America Doesn’t Feel Like My Home Anymore
That’s normally the first thing they say to you at customs.
Those are the exact words I heard two hours ago as I re-entered the United States after 1.5 years of living abroad in the Philippines.
Eh, it doesn’t feel like I’m home. In fact, America doesn’t feel like my home at all.
It’s weird to have “reverse culture shock” towards the place you grew up in. I don’t recognize anything anymore.
To its credit, America is a great idea.
I see people of all shapes, sizes, colors, nationalities, and ethnicities here. I hear many different languages spoken throughout this country, and I’m proud that historically we’ve welcomed people from all parts of the world.
Despite all this, it still doesn’t feel like my home anymore. It’s weird to feel like a stranger in the place you grew up in.
How did this happen?
Has Trump had anything to do with my feelings?
Do I hate America?
Where do I go from here?
I’ll answer all of those questions in the next few paragraphs.
How Did This Happen?
I spent extended periods of time outside of America.
I lived in the Philippines for a year and a half and just kept extending my visa.
When you take such an extended break from living in a certain place, it’s a hard reset. A vacation is different. You may spend three weeks abroad and feel discombobulated upon return, but there’s no massive shift or brain rewiring going on.
Spending 18 straight months in another country is enough to basically re-wire your brain. You forget how simple things work. You forget the speed in which people live their lives.
In the Philippines, the speed seems to be pretty slow. I like that. In America, you better get with the program before you get run off the road.
Did Trump Have Anything To Do With This?
I don’t fucking know.
Do I Hate America?
Not at all. I love it here. It’s a great country and I think it’s one of the best in the world. I wish more Americans could step outside and see how other people’s freedoms get squashed in some developing countries — it would lend perspective.
But no, I don’t hate America. I just feel like a stranger here. It’s like going to visit France or something. You’d probably really enjoy yourself there, but you’re still a stranger.

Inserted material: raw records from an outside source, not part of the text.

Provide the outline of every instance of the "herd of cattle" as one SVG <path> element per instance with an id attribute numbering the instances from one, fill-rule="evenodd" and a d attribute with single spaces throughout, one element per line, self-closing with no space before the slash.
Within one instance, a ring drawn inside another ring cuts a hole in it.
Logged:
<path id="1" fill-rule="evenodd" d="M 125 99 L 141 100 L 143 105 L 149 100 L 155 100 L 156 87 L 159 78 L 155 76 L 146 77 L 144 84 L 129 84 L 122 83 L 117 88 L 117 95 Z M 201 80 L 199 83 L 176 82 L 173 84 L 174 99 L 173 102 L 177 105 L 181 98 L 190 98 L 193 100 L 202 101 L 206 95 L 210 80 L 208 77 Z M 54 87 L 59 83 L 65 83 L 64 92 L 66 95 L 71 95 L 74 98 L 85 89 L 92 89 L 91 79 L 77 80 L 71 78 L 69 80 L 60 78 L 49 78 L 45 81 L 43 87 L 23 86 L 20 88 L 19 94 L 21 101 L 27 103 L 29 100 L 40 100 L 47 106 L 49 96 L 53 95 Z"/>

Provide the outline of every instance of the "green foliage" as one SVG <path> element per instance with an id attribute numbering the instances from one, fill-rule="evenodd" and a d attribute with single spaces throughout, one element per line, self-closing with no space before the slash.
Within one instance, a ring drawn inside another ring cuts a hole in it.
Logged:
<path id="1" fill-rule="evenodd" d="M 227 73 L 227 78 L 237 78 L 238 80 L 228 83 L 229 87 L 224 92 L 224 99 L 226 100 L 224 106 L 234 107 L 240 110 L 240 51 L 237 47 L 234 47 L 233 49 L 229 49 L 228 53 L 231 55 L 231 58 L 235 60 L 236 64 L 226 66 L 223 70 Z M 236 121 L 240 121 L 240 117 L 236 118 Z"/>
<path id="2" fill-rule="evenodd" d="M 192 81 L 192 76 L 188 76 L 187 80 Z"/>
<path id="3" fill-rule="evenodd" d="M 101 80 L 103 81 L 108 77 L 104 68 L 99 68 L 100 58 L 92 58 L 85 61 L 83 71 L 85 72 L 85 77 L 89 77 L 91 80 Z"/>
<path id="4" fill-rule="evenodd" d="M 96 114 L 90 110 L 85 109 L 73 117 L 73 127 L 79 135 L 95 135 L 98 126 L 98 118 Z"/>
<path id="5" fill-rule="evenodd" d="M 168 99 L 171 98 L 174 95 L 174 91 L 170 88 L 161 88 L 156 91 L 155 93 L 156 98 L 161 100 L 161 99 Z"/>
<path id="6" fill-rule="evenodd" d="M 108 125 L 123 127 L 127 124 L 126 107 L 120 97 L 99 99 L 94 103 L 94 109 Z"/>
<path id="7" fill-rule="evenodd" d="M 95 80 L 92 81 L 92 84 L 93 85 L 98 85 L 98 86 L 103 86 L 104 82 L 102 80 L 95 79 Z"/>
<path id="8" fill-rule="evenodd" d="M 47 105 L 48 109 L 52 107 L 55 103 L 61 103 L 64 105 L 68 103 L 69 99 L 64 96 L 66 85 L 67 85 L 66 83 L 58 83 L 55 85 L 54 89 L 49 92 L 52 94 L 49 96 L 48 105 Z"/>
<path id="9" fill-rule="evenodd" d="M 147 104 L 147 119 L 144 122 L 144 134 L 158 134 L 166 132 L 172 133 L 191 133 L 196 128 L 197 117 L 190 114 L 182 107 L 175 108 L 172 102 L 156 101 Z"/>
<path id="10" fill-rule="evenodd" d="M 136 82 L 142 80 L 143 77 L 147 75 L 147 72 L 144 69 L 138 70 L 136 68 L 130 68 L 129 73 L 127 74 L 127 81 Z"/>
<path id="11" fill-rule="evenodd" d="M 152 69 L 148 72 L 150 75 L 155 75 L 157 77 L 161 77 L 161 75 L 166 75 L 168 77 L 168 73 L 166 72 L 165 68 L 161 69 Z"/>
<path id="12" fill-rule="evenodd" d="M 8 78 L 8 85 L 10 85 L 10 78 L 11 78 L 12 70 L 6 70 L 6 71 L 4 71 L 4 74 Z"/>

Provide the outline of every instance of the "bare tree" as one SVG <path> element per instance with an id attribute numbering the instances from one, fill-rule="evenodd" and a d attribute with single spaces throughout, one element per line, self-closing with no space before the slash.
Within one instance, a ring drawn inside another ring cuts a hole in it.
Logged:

If anything, coming back to America after such a long absence feels like an extended vacation, which is actually cool in its own right.
Where Do I Go From Here?
Just because you feel like a stranger in a place doesn’t mean you need to leave.
I was a stranger in the Philippines for a while before I got the gist of how to live there.
I just ordered a bagel in the airport here and even that felt odd. I don’t know how to talk to people here anymore. I don’t know what to say.
When I first started living in the Philippines, I never felt like I could disappear in the crowd. For one, it seemed I was taller than almost everyone and my skin was pasty white. Yes, of course I’m going to stand out.
But after a while I stopped noticing that. I felt like one of them in a weird way. I started understanding the language, and though I can’t speak it that well, I knew what people were talking about around me.
Every time I walk into a store or restaurant in the Philippines I hear a “Hi sir!” It’s a small detail that I’ve come to get used to. In every culture there’s small details and codes of conduct that most people follow.
And I like what the Philippines has to offer more than what America has to offer right now. There’s downsides to both countries, for sure, but I think everybody deserves to live in a place they feel at home in. For me, that’s the Philippines.
What’s the moral of this blog post?
The lesson is, you can feel at home in many different places. Familiarity breeds a sense of belonging. I hope everyone feels that same freedom to go out and find that sense of belonging.
Just because a place has always been your home doesn’t mean you can’t go out and find a home somewhere else. Chances are, you may just like living somewhere else more. For now, I’m happy to be back in the United States!